A method for managing data transmission in a wireless communication system addresses the problem of inefficient data synchronization between devices, leading to delays and increased power consumption. The method involves periodically pushing data from a first device to a second device at regular intervals to maintain synchronization. Specifically, the push period is set to 8-second intervals to balance power efficiency and data freshness. The method ensures that the second device receives updated data without requiring frequent polling, reducing energy usage while maintaining timely updates. The system may include a first device configured to transmit data and a second device configured to receive and process the transmitted data. The method may also involve adjusting the push period dynamically based on network conditions or device requirements to optimize performance. This approach is particularly useful in low-power wireless networks where energy efficiency is critical, such as in IoT (Internet of Things) applications. The regular 8-second interval ensures predictable and reliable data synchronization, improving overall system efficiency.
19. The method according to claim 17, wherein the push period is at regular intervals of 5 minutes.
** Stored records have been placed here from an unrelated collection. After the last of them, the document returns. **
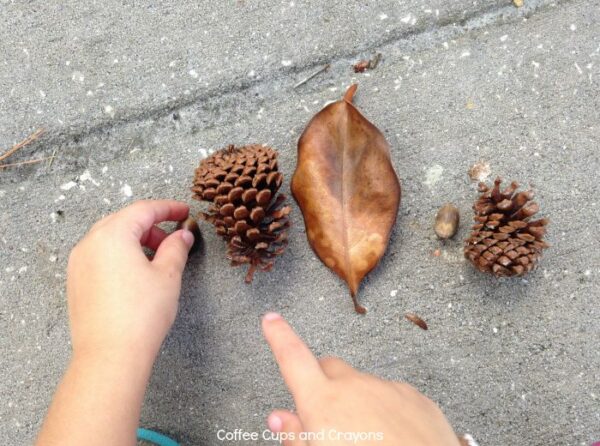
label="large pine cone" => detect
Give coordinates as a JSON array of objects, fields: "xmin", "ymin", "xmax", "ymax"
[
  {"xmin": 192, "ymin": 144, "xmax": 291, "ymax": 283},
  {"xmin": 464, "ymin": 178, "xmax": 549, "ymax": 277}
]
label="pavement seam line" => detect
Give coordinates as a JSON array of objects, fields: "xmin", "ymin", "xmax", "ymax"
[{"xmin": 1, "ymin": 0, "xmax": 572, "ymax": 180}]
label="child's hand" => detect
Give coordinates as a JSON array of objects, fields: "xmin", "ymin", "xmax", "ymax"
[
  {"xmin": 67, "ymin": 200, "xmax": 194, "ymax": 365},
  {"xmin": 36, "ymin": 200, "xmax": 194, "ymax": 446},
  {"xmin": 262, "ymin": 313, "xmax": 461, "ymax": 446}
]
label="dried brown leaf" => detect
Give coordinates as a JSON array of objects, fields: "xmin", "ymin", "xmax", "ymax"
[
  {"xmin": 353, "ymin": 60, "xmax": 370, "ymax": 73},
  {"xmin": 291, "ymin": 84, "xmax": 401, "ymax": 313},
  {"xmin": 468, "ymin": 160, "xmax": 491, "ymax": 182},
  {"xmin": 353, "ymin": 53, "xmax": 382, "ymax": 73},
  {"xmin": 404, "ymin": 312, "xmax": 428, "ymax": 330}
]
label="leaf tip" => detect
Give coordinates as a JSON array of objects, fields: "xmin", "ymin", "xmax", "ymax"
[{"xmin": 343, "ymin": 84, "xmax": 358, "ymax": 103}]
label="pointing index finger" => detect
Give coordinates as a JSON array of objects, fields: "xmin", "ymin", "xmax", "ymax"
[{"xmin": 262, "ymin": 313, "xmax": 326, "ymax": 402}]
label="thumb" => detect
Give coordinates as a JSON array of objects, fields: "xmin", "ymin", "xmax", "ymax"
[
  {"xmin": 267, "ymin": 410, "xmax": 308, "ymax": 446},
  {"xmin": 153, "ymin": 229, "xmax": 194, "ymax": 277}
]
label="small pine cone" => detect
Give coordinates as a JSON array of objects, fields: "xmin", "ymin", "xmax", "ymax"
[
  {"xmin": 192, "ymin": 144, "xmax": 291, "ymax": 283},
  {"xmin": 464, "ymin": 177, "xmax": 549, "ymax": 277}
]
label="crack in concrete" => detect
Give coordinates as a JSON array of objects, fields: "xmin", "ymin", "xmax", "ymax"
[{"xmin": 0, "ymin": 0, "xmax": 567, "ymax": 184}]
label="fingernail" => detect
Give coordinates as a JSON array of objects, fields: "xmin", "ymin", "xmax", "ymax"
[
  {"xmin": 268, "ymin": 414, "xmax": 283, "ymax": 432},
  {"xmin": 181, "ymin": 229, "xmax": 194, "ymax": 247},
  {"xmin": 263, "ymin": 312, "xmax": 282, "ymax": 322}
]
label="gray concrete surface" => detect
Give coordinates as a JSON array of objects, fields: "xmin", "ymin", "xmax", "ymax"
[{"xmin": 1, "ymin": 0, "xmax": 599, "ymax": 445}]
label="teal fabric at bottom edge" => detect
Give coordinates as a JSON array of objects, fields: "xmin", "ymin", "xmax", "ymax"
[{"xmin": 136, "ymin": 427, "xmax": 180, "ymax": 446}]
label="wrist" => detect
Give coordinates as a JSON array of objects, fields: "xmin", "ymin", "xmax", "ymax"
[{"xmin": 71, "ymin": 343, "xmax": 157, "ymax": 375}]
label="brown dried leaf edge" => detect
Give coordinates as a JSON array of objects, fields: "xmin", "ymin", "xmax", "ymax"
[{"xmin": 291, "ymin": 84, "xmax": 401, "ymax": 313}]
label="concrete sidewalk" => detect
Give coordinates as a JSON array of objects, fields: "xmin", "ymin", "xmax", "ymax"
[{"xmin": 1, "ymin": 0, "xmax": 599, "ymax": 444}]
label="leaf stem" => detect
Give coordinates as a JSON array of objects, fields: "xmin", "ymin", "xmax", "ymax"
[{"xmin": 343, "ymin": 84, "xmax": 358, "ymax": 103}]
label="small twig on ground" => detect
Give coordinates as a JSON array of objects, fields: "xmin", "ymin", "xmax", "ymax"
[
  {"xmin": 294, "ymin": 64, "xmax": 330, "ymax": 89},
  {"xmin": 0, "ymin": 157, "xmax": 52, "ymax": 169},
  {"xmin": 0, "ymin": 128, "xmax": 46, "ymax": 164},
  {"xmin": 48, "ymin": 148, "xmax": 58, "ymax": 168}
]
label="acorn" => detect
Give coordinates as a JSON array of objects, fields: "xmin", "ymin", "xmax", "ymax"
[
  {"xmin": 177, "ymin": 217, "xmax": 203, "ymax": 254},
  {"xmin": 434, "ymin": 203, "xmax": 460, "ymax": 239}
]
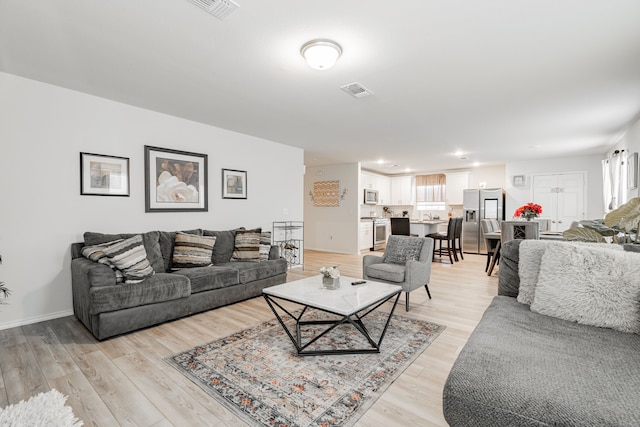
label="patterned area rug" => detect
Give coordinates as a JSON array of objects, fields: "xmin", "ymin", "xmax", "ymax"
[{"xmin": 166, "ymin": 309, "xmax": 445, "ymax": 426}]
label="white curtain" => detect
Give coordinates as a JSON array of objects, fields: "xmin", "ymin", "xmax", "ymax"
[{"xmin": 603, "ymin": 150, "xmax": 626, "ymax": 212}]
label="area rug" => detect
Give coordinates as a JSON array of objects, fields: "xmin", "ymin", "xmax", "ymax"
[
  {"xmin": 166, "ymin": 309, "xmax": 445, "ymax": 426},
  {"xmin": 0, "ymin": 389, "xmax": 83, "ymax": 427}
]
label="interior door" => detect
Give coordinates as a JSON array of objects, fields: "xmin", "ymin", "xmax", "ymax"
[{"xmin": 532, "ymin": 173, "xmax": 585, "ymax": 232}]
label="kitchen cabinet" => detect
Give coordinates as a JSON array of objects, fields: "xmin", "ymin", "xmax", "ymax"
[
  {"xmin": 359, "ymin": 221, "xmax": 373, "ymax": 251},
  {"xmin": 445, "ymin": 172, "xmax": 469, "ymax": 205},
  {"xmin": 390, "ymin": 176, "xmax": 414, "ymax": 205},
  {"xmin": 377, "ymin": 175, "xmax": 391, "ymax": 205},
  {"xmin": 360, "ymin": 171, "xmax": 390, "ymax": 205}
]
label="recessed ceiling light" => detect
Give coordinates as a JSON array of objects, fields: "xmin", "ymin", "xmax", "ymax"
[
  {"xmin": 453, "ymin": 150, "xmax": 464, "ymax": 157},
  {"xmin": 377, "ymin": 159, "xmax": 385, "ymax": 164},
  {"xmin": 472, "ymin": 162, "xmax": 480, "ymax": 167}
]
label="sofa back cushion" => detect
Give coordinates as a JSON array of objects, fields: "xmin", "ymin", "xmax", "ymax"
[
  {"xmin": 203, "ymin": 229, "xmax": 238, "ymax": 264},
  {"xmin": 497, "ymin": 239, "xmax": 523, "ymax": 298},
  {"xmin": 85, "ymin": 231, "xmax": 165, "ymax": 274}
]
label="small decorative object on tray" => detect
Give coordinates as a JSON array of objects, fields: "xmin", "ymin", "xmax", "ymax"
[
  {"xmin": 514, "ymin": 202, "xmax": 542, "ymax": 221},
  {"xmin": 320, "ymin": 266, "xmax": 340, "ymax": 289}
]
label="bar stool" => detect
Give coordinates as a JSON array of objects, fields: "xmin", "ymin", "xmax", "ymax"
[{"xmin": 429, "ymin": 217, "xmax": 456, "ymax": 263}]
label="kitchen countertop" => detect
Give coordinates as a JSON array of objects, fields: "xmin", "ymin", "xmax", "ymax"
[{"xmin": 410, "ymin": 219, "xmax": 447, "ymax": 224}]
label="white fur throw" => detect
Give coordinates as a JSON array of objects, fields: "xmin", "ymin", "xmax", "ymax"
[
  {"xmin": 530, "ymin": 243, "xmax": 640, "ymax": 334},
  {"xmin": 0, "ymin": 389, "xmax": 83, "ymax": 426},
  {"xmin": 518, "ymin": 240, "xmax": 623, "ymax": 305}
]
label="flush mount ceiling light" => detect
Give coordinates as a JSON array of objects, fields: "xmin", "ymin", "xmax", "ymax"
[{"xmin": 300, "ymin": 39, "xmax": 342, "ymax": 70}]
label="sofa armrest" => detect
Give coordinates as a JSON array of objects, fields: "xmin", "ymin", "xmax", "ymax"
[
  {"xmin": 404, "ymin": 258, "xmax": 430, "ymax": 292},
  {"xmin": 71, "ymin": 257, "xmax": 117, "ymax": 288}
]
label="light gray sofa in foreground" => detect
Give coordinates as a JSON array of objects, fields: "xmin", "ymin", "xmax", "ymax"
[
  {"xmin": 71, "ymin": 228, "xmax": 287, "ymax": 340},
  {"xmin": 443, "ymin": 239, "xmax": 640, "ymax": 426}
]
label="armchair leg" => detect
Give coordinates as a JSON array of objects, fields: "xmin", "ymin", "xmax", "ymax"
[
  {"xmin": 405, "ymin": 292, "xmax": 410, "ymax": 311},
  {"xmin": 424, "ymin": 284, "xmax": 431, "ymax": 299}
]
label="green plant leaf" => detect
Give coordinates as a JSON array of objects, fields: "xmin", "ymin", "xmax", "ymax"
[
  {"xmin": 562, "ymin": 226, "xmax": 607, "ymax": 242},
  {"xmin": 579, "ymin": 220, "xmax": 618, "ymax": 236},
  {"xmin": 604, "ymin": 197, "xmax": 640, "ymax": 231}
]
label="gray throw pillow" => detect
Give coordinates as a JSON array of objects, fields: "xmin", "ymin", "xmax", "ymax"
[{"xmin": 383, "ymin": 237, "xmax": 424, "ymax": 265}]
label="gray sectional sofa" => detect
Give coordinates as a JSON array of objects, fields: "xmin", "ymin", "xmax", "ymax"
[
  {"xmin": 443, "ymin": 239, "xmax": 640, "ymax": 426},
  {"xmin": 71, "ymin": 228, "xmax": 287, "ymax": 340}
]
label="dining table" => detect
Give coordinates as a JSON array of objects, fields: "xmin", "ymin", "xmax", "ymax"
[{"xmin": 484, "ymin": 230, "xmax": 566, "ymax": 276}]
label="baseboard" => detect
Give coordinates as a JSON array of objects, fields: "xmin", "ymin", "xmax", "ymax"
[{"xmin": 0, "ymin": 309, "xmax": 74, "ymax": 331}]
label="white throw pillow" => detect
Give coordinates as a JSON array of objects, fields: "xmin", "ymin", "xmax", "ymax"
[{"xmin": 530, "ymin": 243, "xmax": 640, "ymax": 334}]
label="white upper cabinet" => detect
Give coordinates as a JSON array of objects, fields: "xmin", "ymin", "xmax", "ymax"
[
  {"xmin": 445, "ymin": 172, "xmax": 470, "ymax": 205},
  {"xmin": 390, "ymin": 176, "xmax": 414, "ymax": 205},
  {"xmin": 360, "ymin": 171, "xmax": 390, "ymax": 205}
]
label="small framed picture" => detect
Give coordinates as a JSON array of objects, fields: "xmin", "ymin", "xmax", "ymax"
[
  {"xmin": 222, "ymin": 169, "xmax": 247, "ymax": 199},
  {"xmin": 512, "ymin": 175, "xmax": 526, "ymax": 187},
  {"xmin": 628, "ymin": 152, "xmax": 638, "ymax": 190},
  {"xmin": 80, "ymin": 152, "xmax": 130, "ymax": 196},
  {"xmin": 145, "ymin": 145, "xmax": 208, "ymax": 212}
]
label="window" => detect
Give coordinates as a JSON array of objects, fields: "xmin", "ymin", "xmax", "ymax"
[{"xmin": 416, "ymin": 174, "xmax": 446, "ymax": 211}]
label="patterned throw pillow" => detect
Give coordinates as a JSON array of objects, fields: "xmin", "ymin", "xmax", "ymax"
[
  {"xmin": 232, "ymin": 228, "xmax": 261, "ymax": 262},
  {"xmin": 259, "ymin": 231, "xmax": 272, "ymax": 262},
  {"xmin": 172, "ymin": 232, "xmax": 217, "ymax": 270},
  {"xmin": 101, "ymin": 235, "xmax": 155, "ymax": 284},
  {"xmin": 81, "ymin": 240, "xmax": 125, "ymax": 283},
  {"xmin": 383, "ymin": 237, "xmax": 425, "ymax": 265}
]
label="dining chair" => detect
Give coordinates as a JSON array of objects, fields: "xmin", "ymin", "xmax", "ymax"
[
  {"xmin": 481, "ymin": 219, "xmax": 498, "ymax": 272},
  {"xmin": 429, "ymin": 217, "xmax": 456, "ymax": 263},
  {"xmin": 487, "ymin": 221, "xmax": 540, "ymax": 276}
]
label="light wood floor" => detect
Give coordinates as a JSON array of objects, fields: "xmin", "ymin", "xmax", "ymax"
[{"xmin": 0, "ymin": 250, "xmax": 497, "ymax": 426}]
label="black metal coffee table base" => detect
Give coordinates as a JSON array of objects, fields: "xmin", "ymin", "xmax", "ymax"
[{"xmin": 263, "ymin": 290, "xmax": 401, "ymax": 356}]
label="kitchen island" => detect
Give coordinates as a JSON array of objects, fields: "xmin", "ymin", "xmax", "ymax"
[{"xmin": 410, "ymin": 220, "xmax": 447, "ymax": 236}]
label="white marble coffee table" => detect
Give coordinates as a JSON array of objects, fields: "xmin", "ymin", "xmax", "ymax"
[{"xmin": 262, "ymin": 275, "xmax": 402, "ymax": 356}]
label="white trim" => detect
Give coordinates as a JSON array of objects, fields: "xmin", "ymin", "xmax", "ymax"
[{"xmin": 0, "ymin": 309, "xmax": 74, "ymax": 331}]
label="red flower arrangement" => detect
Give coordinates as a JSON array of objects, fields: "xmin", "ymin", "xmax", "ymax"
[{"xmin": 514, "ymin": 202, "xmax": 542, "ymax": 220}]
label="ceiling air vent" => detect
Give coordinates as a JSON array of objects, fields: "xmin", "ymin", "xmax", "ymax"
[
  {"xmin": 340, "ymin": 82, "xmax": 373, "ymax": 98},
  {"xmin": 186, "ymin": 0, "xmax": 240, "ymax": 20}
]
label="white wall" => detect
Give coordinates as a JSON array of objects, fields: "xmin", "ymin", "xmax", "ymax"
[
  {"xmin": 0, "ymin": 72, "xmax": 304, "ymax": 329},
  {"xmin": 609, "ymin": 116, "xmax": 640, "ymax": 201},
  {"xmin": 468, "ymin": 165, "xmax": 507, "ymax": 189},
  {"xmin": 304, "ymin": 163, "xmax": 360, "ymax": 254},
  {"xmin": 505, "ymin": 154, "xmax": 604, "ymax": 220}
]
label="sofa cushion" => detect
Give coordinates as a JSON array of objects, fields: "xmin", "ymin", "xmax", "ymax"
[
  {"xmin": 81, "ymin": 241, "xmax": 125, "ymax": 283},
  {"xmin": 383, "ymin": 236, "xmax": 424, "ymax": 265},
  {"xmin": 172, "ymin": 265, "xmax": 239, "ymax": 293},
  {"xmin": 443, "ymin": 296, "xmax": 640, "ymax": 427},
  {"xmin": 231, "ymin": 228, "xmax": 261, "ymax": 262},
  {"xmin": 158, "ymin": 229, "xmax": 202, "ymax": 271},
  {"xmin": 203, "ymin": 229, "xmax": 237, "ymax": 264},
  {"xmin": 89, "ymin": 273, "xmax": 190, "ymax": 315},
  {"xmin": 171, "ymin": 232, "xmax": 216, "ymax": 269},
  {"xmin": 530, "ymin": 243, "xmax": 640, "ymax": 334},
  {"xmin": 218, "ymin": 258, "xmax": 287, "ymax": 284},
  {"xmin": 84, "ymin": 230, "xmax": 165, "ymax": 274},
  {"xmin": 365, "ymin": 263, "xmax": 406, "ymax": 283},
  {"xmin": 101, "ymin": 235, "xmax": 156, "ymax": 284}
]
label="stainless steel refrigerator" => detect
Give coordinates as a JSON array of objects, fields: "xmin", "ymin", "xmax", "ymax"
[{"xmin": 462, "ymin": 188, "xmax": 504, "ymax": 254}]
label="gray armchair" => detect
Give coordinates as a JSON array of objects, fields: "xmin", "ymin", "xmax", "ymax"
[{"xmin": 363, "ymin": 236, "xmax": 434, "ymax": 311}]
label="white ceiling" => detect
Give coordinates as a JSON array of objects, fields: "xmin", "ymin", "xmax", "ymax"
[{"xmin": 2, "ymin": 0, "xmax": 640, "ymax": 175}]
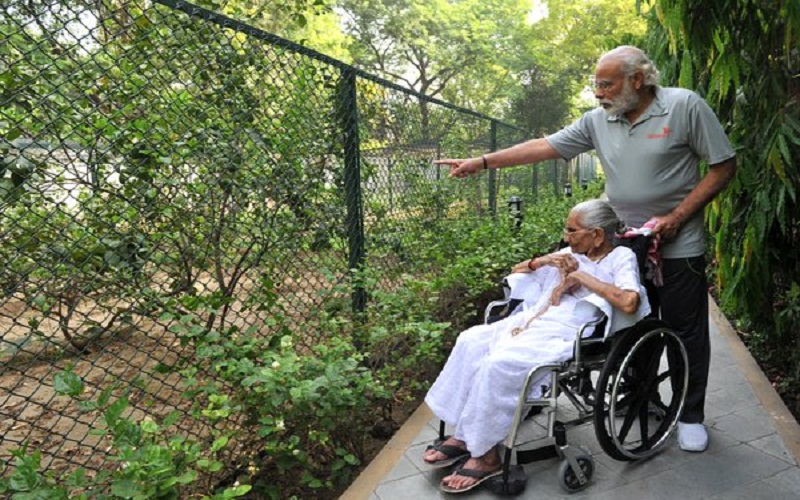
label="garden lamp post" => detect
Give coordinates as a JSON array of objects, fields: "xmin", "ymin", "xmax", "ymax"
[{"xmin": 508, "ymin": 196, "xmax": 523, "ymax": 232}]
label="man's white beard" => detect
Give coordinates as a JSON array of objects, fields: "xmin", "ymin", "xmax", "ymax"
[{"xmin": 600, "ymin": 80, "xmax": 640, "ymax": 117}]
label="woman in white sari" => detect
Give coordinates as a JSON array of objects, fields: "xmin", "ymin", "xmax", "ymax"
[{"xmin": 423, "ymin": 199, "xmax": 650, "ymax": 493}]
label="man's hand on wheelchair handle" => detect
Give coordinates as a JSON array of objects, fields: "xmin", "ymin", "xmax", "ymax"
[{"xmin": 650, "ymin": 212, "xmax": 684, "ymax": 240}]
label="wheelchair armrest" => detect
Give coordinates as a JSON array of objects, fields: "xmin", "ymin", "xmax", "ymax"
[
  {"xmin": 572, "ymin": 315, "xmax": 608, "ymax": 366},
  {"xmin": 484, "ymin": 298, "xmax": 523, "ymax": 324},
  {"xmin": 483, "ymin": 277, "xmax": 512, "ymax": 324}
]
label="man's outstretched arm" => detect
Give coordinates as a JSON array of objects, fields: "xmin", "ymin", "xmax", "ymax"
[{"xmin": 434, "ymin": 138, "xmax": 563, "ymax": 178}]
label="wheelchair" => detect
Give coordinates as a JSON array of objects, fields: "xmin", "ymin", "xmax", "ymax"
[{"xmin": 432, "ymin": 237, "xmax": 689, "ymax": 495}]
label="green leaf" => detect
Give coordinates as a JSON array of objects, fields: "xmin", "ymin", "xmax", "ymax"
[
  {"xmin": 111, "ymin": 479, "xmax": 140, "ymax": 498},
  {"xmin": 776, "ymin": 133, "xmax": 792, "ymax": 167},
  {"xmin": 78, "ymin": 400, "xmax": 97, "ymax": 412},
  {"xmin": 767, "ymin": 142, "xmax": 787, "ymax": 182},
  {"xmin": 163, "ymin": 411, "xmax": 181, "ymax": 427},
  {"xmin": 216, "ymin": 484, "xmax": 252, "ymax": 499},
  {"xmin": 97, "ymin": 386, "xmax": 115, "ymax": 407},
  {"xmin": 175, "ymin": 469, "xmax": 197, "ymax": 484},
  {"xmin": 105, "ymin": 397, "xmax": 129, "ymax": 426},
  {"xmin": 678, "ymin": 49, "xmax": 693, "ymax": 89},
  {"xmin": 140, "ymin": 419, "xmax": 159, "ymax": 433},
  {"xmin": 6, "ymin": 127, "xmax": 22, "ymax": 141},
  {"xmin": 53, "ymin": 371, "xmax": 84, "ymax": 397},
  {"xmin": 9, "ymin": 465, "xmax": 40, "ymax": 491},
  {"xmin": 65, "ymin": 468, "xmax": 87, "ymax": 488},
  {"xmin": 210, "ymin": 436, "xmax": 228, "ymax": 453}
]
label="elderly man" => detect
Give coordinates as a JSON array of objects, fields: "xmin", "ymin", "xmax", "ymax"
[{"xmin": 437, "ymin": 45, "xmax": 736, "ymax": 453}]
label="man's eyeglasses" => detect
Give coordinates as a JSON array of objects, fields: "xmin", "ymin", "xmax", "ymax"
[{"xmin": 593, "ymin": 79, "xmax": 615, "ymax": 91}]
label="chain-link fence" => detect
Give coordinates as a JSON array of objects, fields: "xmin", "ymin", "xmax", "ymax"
[{"xmin": 1, "ymin": 0, "xmax": 595, "ymax": 489}]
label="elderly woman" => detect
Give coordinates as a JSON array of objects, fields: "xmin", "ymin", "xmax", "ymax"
[{"xmin": 423, "ymin": 199, "xmax": 650, "ymax": 493}]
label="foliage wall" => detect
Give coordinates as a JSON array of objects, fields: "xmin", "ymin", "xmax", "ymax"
[{"xmin": 643, "ymin": 0, "xmax": 800, "ymax": 386}]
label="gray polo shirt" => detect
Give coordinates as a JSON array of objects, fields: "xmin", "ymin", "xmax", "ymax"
[{"xmin": 546, "ymin": 86, "xmax": 735, "ymax": 259}]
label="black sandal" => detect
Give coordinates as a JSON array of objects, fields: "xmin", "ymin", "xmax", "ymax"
[
  {"xmin": 423, "ymin": 441, "xmax": 470, "ymax": 469},
  {"xmin": 440, "ymin": 462, "xmax": 503, "ymax": 493}
]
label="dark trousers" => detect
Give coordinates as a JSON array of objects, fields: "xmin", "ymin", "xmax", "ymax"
[{"xmin": 645, "ymin": 256, "xmax": 710, "ymax": 424}]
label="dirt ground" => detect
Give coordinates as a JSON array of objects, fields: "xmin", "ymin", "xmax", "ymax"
[
  {"xmin": 0, "ymin": 264, "xmax": 349, "ymax": 484},
  {"xmin": 0, "ymin": 314, "xmax": 195, "ymax": 475}
]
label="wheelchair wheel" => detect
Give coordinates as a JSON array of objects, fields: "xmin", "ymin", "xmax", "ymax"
[
  {"xmin": 593, "ymin": 319, "xmax": 688, "ymax": 461},
  {"xmin": 557, "ymin": 453, "xmax": 593, "ymax": 493}
]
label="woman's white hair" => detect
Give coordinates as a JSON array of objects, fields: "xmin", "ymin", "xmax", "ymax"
[
  {"xmin": 600, "ymin": 45, "xmax": 660, "ymax": 87},
  {"xmin": 570, "ymin": 199, "xmax": 624, "ymax": 241}
]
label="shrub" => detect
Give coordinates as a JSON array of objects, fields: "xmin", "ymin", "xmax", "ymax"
[{"xmin": 0, "ymin": 370, "xmax": 251, "ymax": 500}]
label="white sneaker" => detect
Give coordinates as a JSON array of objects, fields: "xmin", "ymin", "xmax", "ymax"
[{"xmin": 677, "ymin": 422, "xmax": 708, "ymax": 452}]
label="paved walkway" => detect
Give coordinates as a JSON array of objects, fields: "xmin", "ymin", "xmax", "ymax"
[{"xmin": 342, "ymin": 298, "xmax": 800, "ymax": 499}]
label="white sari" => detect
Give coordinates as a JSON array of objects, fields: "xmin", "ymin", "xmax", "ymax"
[{"xmin": 424, "ymin": 246, "xmax": 650, "ymax": 456}]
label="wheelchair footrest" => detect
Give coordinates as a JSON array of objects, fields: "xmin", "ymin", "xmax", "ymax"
[{"xmin": 485, "ymin": 464, "xmax": 527, "ymax": 496}]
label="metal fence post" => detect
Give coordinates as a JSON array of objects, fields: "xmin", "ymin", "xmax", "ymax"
[
  {"xmin": 338, "ymin": 68, "xmax": 366, "ymax": 315},
  {"xmin": 488, "ymin": 120, "xmax": 498, "ymax": 216}
]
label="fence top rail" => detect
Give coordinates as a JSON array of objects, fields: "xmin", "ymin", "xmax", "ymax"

A system and method for managing data transmission in a networked environment addresses the challenge of efficiently synchronizing data between devices while minimizing bandwidth usage and ensuring timely updates. The invention involves a data synchronization process where a first device periodically pushes data to a second device at predefined intervals. The push period is set to regular intervals of 5 minutes, ensuring consistent and predictable data updates. This periodic transmission helps maintain data consistency between devices without excessive network traffic. The method may also include additional steps such as determining the type of data to be pushed, compressing the data before transmission, and verifying the successful receipt of the data by the second device. The system may further include error handling mechanisms to address transmission failures, such as retry attempts or notifications to a user. The invention is particularly useful in applications where real-time or near-real-time data synchronization is required, such as cloud-based services, distributed databases, or collaborative software platforms. By standardizing the push interval at 5-minute intervals, the system balances the need for timely updates with efficient resource utilization.
Cooperative Patent Classification codes for this invention. Click any code to explore related patents in that topic.
November 26, 2019
December 20, 2022
Browse 5M+ US patents with plain-English claim translations and AI-generated analysis.